Ben kimim diye başlayan yolcuğun, evrenin tek hâkimi olarak nihayete erer.
Bu döngüye girdiğine göre, yanımda dediğin kişi yok ve hiç olmayacaktır aslında. Belki ona, belki kendine son bir şans vermek için başladığın bu yolculuklarda farklı hayatları görmek ve takdir edilme duygusu benliğini o kadar sahiplenir ki kendini bir anda her şeyi yapmaya muktedir, kendini cihanın halifesi olarak görürsün.
Avını, artık ihtiyacın kalmayan bir obje olarak gördüğün için, kendinden uzaklaştırma vakti gelmiştir. İdam sehpasında altındaki sandalyeyi tekmelemek ve mesaiye dönmek için hiçbir sebebin yoktur. Bunu yaparken zevk almadığını söylemek mümkün olabilir mi?
Ama olmaz. Zira yaşadıklarını, aldığın zevkleri yanındaki vermiş olsaydı farklı tenler aramaz, onların dünyalarına girmek istemezdin hiçbir zaman.

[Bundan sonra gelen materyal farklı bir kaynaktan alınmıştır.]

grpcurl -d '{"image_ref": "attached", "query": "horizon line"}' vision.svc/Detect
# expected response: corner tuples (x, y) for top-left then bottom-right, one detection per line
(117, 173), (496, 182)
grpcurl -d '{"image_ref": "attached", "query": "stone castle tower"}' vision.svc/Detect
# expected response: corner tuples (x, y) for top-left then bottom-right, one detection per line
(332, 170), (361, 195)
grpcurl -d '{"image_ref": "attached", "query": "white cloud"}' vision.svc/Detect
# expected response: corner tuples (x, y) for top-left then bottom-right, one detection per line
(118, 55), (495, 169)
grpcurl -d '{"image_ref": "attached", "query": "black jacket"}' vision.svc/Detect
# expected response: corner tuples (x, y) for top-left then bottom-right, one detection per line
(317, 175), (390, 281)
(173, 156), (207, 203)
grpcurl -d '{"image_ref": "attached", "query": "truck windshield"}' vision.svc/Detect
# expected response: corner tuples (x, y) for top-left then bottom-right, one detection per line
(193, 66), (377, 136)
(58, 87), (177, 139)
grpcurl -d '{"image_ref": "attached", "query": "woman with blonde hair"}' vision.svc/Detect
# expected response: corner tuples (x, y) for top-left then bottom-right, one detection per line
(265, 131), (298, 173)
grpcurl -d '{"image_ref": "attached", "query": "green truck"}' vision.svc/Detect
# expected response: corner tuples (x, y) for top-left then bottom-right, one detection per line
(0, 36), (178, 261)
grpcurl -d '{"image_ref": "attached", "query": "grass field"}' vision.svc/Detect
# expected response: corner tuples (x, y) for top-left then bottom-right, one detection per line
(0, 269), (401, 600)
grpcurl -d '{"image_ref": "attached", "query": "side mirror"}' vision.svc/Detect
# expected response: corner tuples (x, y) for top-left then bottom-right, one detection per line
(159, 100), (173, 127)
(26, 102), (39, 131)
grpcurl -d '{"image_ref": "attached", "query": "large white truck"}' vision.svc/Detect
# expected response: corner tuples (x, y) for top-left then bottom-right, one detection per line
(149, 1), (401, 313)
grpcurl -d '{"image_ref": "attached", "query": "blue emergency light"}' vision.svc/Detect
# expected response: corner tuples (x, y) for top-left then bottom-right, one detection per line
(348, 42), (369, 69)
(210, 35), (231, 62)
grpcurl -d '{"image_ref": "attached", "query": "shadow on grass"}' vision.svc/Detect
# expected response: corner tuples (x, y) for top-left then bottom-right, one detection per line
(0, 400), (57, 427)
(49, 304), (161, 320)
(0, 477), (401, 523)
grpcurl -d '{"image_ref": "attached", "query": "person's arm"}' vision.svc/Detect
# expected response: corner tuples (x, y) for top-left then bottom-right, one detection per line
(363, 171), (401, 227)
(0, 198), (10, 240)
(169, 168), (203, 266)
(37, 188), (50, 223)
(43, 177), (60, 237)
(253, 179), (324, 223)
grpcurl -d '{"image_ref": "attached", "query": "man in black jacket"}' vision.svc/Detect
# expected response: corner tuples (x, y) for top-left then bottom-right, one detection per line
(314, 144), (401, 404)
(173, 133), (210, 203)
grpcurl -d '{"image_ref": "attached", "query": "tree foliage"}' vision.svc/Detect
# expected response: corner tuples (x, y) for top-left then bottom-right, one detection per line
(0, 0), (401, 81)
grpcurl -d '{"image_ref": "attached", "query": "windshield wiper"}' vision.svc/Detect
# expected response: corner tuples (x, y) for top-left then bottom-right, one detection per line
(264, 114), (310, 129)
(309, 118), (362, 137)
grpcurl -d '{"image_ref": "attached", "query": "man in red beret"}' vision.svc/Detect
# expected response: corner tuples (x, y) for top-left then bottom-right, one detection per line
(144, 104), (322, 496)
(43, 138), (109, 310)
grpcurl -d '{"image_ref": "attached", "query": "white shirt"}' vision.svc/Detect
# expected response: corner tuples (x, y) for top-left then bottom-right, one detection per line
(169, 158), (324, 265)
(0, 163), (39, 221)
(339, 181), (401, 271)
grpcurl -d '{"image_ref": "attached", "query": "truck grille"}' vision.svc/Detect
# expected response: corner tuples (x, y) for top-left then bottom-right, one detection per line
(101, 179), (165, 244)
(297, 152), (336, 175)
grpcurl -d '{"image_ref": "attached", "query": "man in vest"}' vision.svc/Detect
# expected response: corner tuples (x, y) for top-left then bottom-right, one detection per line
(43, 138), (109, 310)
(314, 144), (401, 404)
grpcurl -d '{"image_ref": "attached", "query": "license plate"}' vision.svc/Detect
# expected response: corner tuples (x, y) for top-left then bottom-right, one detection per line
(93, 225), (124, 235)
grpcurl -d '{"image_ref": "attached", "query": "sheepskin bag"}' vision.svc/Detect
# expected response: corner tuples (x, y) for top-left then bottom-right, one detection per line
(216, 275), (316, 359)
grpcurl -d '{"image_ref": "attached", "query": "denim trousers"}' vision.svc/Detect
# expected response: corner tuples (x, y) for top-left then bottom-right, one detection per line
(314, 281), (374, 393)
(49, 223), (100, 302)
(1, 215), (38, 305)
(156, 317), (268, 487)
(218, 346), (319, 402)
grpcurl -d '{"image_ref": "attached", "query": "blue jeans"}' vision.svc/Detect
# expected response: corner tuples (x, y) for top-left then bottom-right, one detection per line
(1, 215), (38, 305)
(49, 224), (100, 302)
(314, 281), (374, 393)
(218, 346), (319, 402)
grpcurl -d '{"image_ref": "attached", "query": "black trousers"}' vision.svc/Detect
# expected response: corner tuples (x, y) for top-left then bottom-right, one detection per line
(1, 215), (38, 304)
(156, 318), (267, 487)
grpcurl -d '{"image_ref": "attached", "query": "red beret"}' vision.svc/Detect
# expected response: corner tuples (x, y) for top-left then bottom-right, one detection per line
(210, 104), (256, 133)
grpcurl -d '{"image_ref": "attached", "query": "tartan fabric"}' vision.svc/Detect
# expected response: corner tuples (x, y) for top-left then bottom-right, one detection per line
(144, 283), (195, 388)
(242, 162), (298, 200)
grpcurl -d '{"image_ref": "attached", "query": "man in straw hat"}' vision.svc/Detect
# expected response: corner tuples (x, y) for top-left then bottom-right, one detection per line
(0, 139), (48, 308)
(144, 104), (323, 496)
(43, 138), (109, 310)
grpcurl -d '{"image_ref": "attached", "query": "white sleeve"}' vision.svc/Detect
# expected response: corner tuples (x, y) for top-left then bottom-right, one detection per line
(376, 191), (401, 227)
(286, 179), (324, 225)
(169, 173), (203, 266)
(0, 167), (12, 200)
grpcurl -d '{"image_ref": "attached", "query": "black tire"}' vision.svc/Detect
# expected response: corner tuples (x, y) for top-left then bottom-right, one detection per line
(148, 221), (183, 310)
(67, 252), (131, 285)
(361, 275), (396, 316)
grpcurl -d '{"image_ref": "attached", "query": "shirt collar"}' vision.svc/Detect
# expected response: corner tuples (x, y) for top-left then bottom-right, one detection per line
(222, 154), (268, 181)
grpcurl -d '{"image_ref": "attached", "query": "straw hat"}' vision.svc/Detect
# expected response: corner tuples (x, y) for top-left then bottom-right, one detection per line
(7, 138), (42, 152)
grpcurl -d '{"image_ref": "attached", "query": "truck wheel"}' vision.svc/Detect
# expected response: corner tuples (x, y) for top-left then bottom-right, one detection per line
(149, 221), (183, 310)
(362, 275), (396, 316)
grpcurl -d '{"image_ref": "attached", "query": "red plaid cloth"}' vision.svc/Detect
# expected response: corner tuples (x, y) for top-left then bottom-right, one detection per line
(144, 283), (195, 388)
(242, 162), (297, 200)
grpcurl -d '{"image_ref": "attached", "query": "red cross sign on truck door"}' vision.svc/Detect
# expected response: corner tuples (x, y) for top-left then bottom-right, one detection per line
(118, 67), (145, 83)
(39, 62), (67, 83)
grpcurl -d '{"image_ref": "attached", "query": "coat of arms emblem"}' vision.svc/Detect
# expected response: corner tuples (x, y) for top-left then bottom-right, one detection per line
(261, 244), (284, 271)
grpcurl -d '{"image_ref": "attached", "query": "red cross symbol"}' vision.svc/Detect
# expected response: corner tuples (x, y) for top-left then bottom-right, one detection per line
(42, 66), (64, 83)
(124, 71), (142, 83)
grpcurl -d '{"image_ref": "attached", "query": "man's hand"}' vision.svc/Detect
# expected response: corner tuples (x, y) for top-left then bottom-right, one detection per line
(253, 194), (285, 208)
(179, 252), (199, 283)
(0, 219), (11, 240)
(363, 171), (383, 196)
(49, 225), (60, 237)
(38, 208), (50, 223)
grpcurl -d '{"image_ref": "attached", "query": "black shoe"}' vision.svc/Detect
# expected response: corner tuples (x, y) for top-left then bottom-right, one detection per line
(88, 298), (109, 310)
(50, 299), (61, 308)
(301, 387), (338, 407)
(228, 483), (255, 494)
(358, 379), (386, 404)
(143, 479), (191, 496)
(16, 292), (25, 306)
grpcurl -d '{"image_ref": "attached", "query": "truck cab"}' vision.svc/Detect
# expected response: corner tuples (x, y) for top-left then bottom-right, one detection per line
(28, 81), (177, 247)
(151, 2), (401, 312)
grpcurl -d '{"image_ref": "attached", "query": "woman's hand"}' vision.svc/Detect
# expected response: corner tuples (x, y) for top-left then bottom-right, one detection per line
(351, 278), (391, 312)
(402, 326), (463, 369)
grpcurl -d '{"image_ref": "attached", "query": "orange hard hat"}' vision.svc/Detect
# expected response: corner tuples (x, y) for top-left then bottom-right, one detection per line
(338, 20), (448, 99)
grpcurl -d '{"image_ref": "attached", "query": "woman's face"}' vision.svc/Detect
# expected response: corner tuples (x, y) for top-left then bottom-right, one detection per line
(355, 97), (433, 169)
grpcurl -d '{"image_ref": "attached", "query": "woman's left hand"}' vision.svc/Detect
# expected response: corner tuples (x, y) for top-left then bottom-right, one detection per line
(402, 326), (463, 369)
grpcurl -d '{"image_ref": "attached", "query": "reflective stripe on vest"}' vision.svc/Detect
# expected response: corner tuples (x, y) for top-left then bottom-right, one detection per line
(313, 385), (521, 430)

Tekrar aynı döngüye girdikten sonra elinde kalan sadece, boşluk, tatminsizlik ve hicran olacaktır.
Hades’in Persephone’a aşkı gibi bir hayat süreceksindir artık. Zira farklı hayatlarda baharı görmüşsündür.
Yaptığımız seçimler benliğimizi değil yolumuzu belirler. Benliği belirleyen karakterdir. Bu nedenle yaşadıklarımızdan pişmanlık duymanın ya da üzülmenin anlamı da gereği de yok. Herkes kendi büyüttüğü hayatın meyvesini yer.